Sperm count of Macrobrachium amazonicum (Heller, 1862) populations with distinct life histories, with introduction of a simple counting method

Abstract

Sperm count is an important quality assessment tool in farming programs and stock improvement in crustaceans. However, this procedure is still little used in caridean shrimps and standardization of appropriate techniques for the group is lacking. In this study, we propose a simple protocol adapted to determine sperm count in carideans using as model the Amazon River prawn Macrobrachium amazonicum. Males of dominant morphotypes (GC1 and GC2) of this species with amphidromous and hololimnetic life cycles were collected and carefully dissected. The ejaculatory duct was removed from the vas deferens and dissociated in a solution of distilled water (9μl) and methylene blue (1μl). Subsequently, 1μl of this new solution was added to distilled water (9μl), and then 1μl was pipetted and quantified in a Neubauer chamber. The feasibility of this technique was also evaluated in animals preserved (5–480days) in 70% ethanol from collections and the structural morphology of spermatozoa (spz) was examined.

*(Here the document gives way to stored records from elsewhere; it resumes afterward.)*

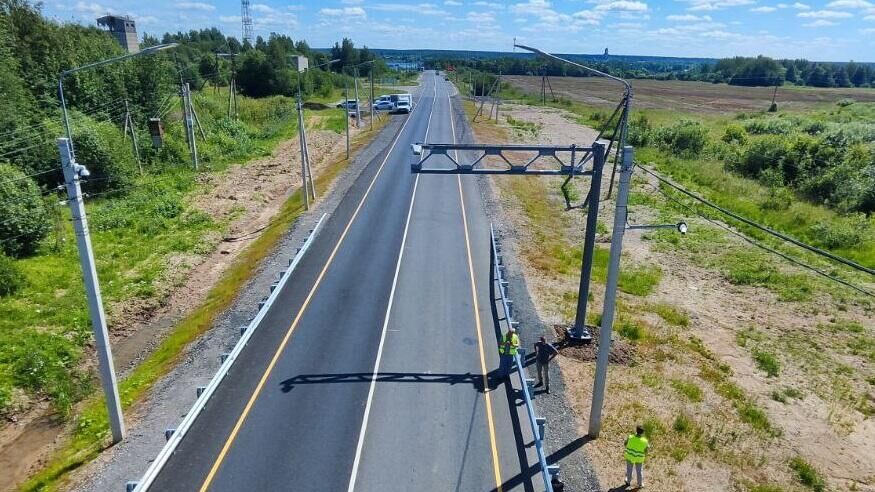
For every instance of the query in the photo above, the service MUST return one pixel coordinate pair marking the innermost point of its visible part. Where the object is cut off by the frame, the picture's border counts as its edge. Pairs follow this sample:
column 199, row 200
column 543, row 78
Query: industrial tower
column 247, row 21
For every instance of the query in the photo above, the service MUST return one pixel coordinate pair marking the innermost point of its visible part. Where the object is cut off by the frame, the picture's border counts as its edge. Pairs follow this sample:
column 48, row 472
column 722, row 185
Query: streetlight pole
column 72, row 173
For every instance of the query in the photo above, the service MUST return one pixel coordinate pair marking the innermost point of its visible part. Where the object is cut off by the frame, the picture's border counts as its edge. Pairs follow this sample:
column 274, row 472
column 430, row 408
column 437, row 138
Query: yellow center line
column 221, row 457
column 496, row 468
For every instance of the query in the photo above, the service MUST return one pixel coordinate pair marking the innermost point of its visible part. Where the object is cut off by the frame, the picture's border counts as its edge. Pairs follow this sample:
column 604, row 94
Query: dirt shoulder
column 738, row 388
column 244, row 198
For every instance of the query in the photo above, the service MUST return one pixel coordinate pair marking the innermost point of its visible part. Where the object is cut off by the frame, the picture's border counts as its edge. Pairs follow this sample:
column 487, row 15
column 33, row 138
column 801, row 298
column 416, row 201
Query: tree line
column 35, row 50
column 743, row 71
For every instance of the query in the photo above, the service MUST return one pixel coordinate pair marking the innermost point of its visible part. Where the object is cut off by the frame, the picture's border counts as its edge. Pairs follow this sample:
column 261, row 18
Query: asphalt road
column 369, row 371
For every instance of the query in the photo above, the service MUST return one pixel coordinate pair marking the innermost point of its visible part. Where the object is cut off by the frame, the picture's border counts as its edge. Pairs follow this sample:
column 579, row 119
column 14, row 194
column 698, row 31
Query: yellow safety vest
column 636, row 447
column 509, row 345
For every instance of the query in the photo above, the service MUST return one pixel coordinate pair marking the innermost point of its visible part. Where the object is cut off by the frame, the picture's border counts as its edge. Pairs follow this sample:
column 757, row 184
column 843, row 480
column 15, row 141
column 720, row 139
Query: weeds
column 687, row 388
column 807, row 474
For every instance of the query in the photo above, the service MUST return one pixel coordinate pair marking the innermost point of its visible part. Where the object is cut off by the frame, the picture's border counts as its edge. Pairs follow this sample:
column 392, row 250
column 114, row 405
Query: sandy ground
column 828, row 432
column 689, row 96
column 245, row 197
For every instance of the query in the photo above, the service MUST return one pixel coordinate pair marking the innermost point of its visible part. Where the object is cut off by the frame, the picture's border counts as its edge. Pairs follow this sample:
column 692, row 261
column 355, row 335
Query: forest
column 742, row 71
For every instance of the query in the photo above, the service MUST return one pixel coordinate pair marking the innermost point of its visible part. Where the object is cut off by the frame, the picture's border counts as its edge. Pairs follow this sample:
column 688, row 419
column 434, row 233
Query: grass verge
column 90, row 432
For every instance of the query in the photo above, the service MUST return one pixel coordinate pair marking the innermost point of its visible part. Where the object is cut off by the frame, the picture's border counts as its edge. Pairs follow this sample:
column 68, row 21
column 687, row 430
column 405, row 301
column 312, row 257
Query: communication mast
column 247, row 21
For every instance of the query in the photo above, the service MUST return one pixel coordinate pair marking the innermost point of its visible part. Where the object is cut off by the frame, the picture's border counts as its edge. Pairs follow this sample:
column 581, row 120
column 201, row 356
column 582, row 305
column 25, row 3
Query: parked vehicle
column 397, row 99
column 403, row 106
column 384, row 104
column 352, row 104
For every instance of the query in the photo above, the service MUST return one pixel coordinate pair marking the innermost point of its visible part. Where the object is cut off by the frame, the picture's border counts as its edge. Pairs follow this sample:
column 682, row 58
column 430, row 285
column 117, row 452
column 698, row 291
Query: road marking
column 361, row 442
column 496, row 468
column 221, row 457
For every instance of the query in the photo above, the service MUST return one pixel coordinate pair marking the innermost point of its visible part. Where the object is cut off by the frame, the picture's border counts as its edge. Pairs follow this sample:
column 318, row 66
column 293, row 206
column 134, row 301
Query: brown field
column 689, row 96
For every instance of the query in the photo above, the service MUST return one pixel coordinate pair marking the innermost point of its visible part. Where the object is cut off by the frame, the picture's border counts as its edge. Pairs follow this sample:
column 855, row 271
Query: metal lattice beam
column 513, row 159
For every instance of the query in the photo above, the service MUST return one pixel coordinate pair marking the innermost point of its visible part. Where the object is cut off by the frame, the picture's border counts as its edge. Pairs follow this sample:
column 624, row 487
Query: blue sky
column 818, row 30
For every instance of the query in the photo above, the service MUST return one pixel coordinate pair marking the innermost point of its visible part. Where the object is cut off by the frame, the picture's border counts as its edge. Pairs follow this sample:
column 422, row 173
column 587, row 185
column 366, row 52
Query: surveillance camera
column 81, row 170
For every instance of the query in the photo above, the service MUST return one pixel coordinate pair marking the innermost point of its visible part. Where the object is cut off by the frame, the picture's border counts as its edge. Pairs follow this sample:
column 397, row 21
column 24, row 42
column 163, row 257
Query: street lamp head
column 158, row 47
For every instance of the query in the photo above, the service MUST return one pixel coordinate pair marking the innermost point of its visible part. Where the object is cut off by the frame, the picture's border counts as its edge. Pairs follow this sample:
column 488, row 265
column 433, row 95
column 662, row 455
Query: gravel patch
column 174, row 394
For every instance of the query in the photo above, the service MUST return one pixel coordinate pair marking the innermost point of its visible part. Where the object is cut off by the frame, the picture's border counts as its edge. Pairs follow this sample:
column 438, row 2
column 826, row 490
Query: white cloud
column 824, row 14
column 420, row 9
column 623, row 5
column 710, row 5
column 688, row 18
column 343, row 12
column 819, row 23
column 850, row 4
column 262, row 8
column 482, row 17
column 206, row 7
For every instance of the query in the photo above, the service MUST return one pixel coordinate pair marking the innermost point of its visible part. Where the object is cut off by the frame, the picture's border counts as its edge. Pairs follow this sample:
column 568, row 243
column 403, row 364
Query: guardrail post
column 541, row 421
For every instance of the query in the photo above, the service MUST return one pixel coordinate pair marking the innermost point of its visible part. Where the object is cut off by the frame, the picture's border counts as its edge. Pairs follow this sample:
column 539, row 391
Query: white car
column 384, row 105
column 402, row 106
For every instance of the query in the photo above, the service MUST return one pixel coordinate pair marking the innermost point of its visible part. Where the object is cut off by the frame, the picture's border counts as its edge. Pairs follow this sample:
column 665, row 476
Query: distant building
column 123, row 29
column 300, row 63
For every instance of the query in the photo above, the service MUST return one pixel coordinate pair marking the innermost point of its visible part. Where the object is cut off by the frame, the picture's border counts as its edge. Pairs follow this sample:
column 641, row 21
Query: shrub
column 762, row 154
column 686, row 138
column 767, row 362
column 101, row 148
column 687, row 388
column 640, row 131
column 735, row 134
column 25, row 220
column 844, row 233
column 807, row 474
column 769, row 126
column 11, row 278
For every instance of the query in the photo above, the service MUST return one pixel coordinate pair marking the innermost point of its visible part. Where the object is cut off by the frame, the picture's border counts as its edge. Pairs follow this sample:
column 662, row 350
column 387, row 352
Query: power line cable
column 761, row 227
column 763, row 246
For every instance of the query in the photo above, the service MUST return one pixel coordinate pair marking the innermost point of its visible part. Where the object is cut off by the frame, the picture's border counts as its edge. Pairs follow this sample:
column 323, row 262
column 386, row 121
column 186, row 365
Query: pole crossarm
column 513, row 159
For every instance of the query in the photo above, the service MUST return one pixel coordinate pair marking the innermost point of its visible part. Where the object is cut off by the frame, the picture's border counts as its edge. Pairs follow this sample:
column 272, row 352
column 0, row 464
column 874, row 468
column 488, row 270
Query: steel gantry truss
column 560, row 160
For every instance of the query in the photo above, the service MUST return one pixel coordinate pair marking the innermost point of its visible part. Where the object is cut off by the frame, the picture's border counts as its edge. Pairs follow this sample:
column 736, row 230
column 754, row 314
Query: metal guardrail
column 175, row 436
column 537, row 423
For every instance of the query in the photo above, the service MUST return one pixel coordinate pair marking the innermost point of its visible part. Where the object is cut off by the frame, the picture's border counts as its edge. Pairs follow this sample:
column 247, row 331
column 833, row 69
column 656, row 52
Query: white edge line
column 196, row 409
column 363, row 431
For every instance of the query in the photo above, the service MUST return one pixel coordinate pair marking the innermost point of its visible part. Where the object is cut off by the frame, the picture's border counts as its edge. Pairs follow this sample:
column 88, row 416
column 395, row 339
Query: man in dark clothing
column 544, row 353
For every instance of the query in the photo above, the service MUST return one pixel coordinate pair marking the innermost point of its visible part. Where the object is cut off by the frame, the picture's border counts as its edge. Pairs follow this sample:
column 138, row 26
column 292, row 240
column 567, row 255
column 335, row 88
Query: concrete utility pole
column 188, row 120
column 601, row 372
column 129, row 125
column 358, row 109
column 72, row 172
column 346, row 106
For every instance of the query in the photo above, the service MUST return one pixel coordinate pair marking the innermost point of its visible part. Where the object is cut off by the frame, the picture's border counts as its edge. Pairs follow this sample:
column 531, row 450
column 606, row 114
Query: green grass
column 767, row 362
column 670, row 314
column 807, row 474
column 687, row 388
column 91, row 429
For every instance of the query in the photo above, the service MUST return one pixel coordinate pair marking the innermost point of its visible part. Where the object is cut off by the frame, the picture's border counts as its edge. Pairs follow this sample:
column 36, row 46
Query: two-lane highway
column 369, row 371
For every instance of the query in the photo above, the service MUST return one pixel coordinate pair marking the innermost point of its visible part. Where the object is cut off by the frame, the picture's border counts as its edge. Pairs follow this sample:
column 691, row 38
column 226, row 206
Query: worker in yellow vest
column 507, row 348
column 636, row 450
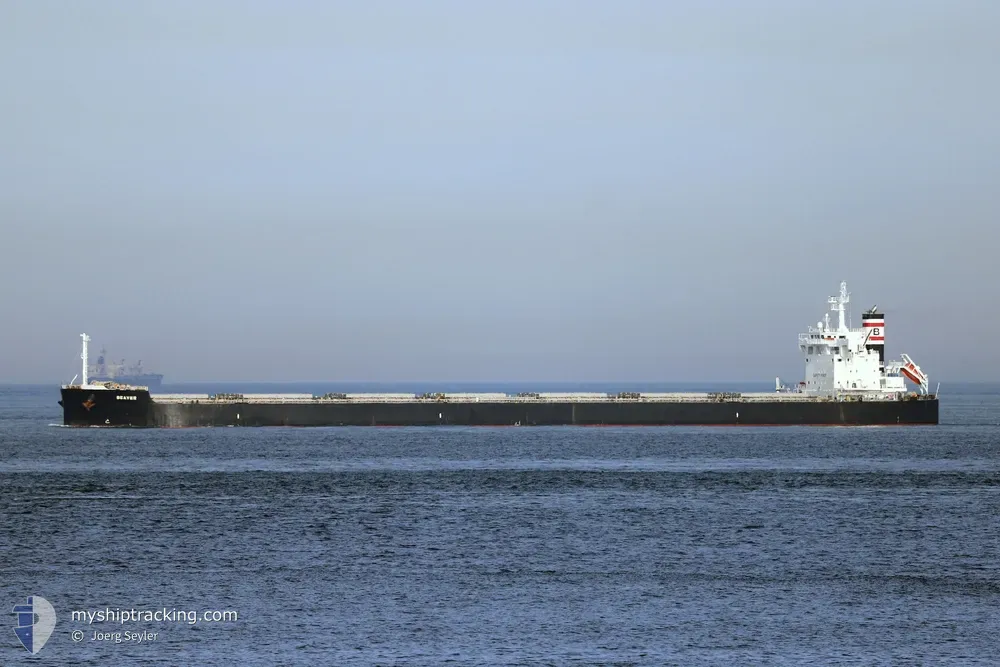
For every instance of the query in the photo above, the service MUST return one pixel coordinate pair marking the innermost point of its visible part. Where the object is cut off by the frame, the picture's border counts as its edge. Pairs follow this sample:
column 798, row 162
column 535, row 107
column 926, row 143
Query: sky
column 504, row 191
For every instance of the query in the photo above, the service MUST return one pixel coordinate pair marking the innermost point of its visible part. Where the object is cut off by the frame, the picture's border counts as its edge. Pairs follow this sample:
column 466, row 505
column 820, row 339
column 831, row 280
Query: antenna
column 83, row 355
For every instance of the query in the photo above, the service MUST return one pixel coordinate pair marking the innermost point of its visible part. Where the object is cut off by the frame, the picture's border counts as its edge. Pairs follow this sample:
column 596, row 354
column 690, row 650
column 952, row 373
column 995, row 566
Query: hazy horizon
column 494, row 192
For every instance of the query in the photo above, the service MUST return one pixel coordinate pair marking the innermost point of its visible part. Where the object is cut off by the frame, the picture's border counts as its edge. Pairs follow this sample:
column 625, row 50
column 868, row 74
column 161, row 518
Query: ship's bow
column 104, row 406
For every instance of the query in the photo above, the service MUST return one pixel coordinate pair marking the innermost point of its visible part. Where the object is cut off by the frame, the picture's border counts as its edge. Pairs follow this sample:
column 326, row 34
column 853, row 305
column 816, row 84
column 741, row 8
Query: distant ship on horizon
column 110, row 371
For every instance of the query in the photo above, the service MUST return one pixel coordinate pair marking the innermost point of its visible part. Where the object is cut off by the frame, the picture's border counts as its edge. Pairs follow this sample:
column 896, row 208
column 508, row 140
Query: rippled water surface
column 509, row 546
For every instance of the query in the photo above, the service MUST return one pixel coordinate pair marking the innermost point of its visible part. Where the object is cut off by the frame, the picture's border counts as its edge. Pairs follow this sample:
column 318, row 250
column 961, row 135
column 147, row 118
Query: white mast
column 83, row 355
column 837, row 304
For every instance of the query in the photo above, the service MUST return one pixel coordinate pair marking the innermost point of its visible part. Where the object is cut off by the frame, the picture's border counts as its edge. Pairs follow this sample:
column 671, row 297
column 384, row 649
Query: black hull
column 149, row 381
column 107, row 409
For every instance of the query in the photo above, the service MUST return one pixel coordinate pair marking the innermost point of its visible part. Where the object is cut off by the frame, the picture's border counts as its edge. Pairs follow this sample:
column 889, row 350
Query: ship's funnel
column 874, row 326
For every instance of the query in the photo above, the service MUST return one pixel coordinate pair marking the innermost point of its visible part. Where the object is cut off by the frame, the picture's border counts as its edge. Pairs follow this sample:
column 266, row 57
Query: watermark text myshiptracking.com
column 162, row 615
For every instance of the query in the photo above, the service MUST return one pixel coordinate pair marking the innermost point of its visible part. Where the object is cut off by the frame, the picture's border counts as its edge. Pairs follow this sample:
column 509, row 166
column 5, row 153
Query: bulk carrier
column 847, row 382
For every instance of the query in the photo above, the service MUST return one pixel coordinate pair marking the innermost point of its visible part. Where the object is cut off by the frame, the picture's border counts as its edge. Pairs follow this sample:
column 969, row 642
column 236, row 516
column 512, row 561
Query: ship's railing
column 624, row 397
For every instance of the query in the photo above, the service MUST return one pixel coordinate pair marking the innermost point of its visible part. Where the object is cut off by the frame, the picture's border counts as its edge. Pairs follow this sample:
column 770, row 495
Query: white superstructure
column 844, row 361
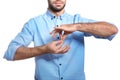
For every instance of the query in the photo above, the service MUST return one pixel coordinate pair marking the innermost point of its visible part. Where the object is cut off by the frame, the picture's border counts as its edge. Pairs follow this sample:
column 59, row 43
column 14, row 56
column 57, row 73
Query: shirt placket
column 58, row 22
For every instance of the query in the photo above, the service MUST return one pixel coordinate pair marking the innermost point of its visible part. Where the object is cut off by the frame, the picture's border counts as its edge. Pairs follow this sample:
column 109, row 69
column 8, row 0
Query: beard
column 55, row 9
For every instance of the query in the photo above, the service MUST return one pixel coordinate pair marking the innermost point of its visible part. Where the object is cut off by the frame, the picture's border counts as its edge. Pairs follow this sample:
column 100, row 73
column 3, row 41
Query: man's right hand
column 56, row 47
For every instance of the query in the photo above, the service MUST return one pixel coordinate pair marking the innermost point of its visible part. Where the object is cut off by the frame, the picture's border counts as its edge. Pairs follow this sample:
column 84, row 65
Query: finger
column 58, row 42
column 65, row 49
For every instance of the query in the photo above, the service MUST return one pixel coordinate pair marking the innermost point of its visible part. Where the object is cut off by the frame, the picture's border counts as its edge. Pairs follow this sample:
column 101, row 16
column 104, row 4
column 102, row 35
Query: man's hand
column 56, row 47
column 64, row 30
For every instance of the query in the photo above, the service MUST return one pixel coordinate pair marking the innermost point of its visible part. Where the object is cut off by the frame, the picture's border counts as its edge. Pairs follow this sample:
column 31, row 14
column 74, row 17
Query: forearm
column 102, row 29
column 25, row 52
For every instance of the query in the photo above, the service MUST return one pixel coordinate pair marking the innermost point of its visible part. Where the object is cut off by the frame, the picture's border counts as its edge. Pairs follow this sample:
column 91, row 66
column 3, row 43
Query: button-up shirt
column 68, row 66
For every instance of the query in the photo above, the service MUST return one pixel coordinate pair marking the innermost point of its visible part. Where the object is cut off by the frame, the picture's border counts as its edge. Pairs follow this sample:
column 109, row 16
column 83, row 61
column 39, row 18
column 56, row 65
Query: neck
column 57, row 13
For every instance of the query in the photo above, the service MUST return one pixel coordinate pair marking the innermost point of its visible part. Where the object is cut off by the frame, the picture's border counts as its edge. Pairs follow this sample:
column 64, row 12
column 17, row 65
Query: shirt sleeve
column 22, row 39
column 78, row 18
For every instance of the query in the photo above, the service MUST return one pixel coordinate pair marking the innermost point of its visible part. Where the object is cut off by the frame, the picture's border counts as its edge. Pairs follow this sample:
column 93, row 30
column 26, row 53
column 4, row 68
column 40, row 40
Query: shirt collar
column 52, row 16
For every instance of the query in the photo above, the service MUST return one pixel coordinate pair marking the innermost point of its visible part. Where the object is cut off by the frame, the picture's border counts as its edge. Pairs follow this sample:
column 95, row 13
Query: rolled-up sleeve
column 78, row 18
column 22, row 39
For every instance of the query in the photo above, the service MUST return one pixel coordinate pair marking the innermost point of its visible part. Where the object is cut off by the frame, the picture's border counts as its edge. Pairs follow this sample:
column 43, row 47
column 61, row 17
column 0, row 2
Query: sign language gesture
column 64, row 30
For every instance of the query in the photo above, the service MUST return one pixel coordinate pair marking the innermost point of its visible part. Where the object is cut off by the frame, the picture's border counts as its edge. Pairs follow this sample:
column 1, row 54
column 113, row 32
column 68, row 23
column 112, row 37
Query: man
column 50, row 32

Despite morphometric differences observed between different types of males, the mean sperm count was similar for the species. In amphidromous animals, 60,258spz/μl were registered for GC1 and 65,308spz/μl for GC2, while in hololimnetic prawns, 48,950spz/μl were registered in GC1 and 53,850spz/μl in GC2. The variation in sperm count among animals preserved for different periods of time was small and very similar to those of fresh animals. Also, no microscopic changes in the structures of spz were observed. This technique can be applied to obtain a spermiogram in fresh as well as preserved animals, being especially important in studies with animals examined in population studies and deposited in collections or laboratories. This protocol can be used as a general model for spermiogram in caridean shrimps due to the great similarity of male reproductive systems within the group.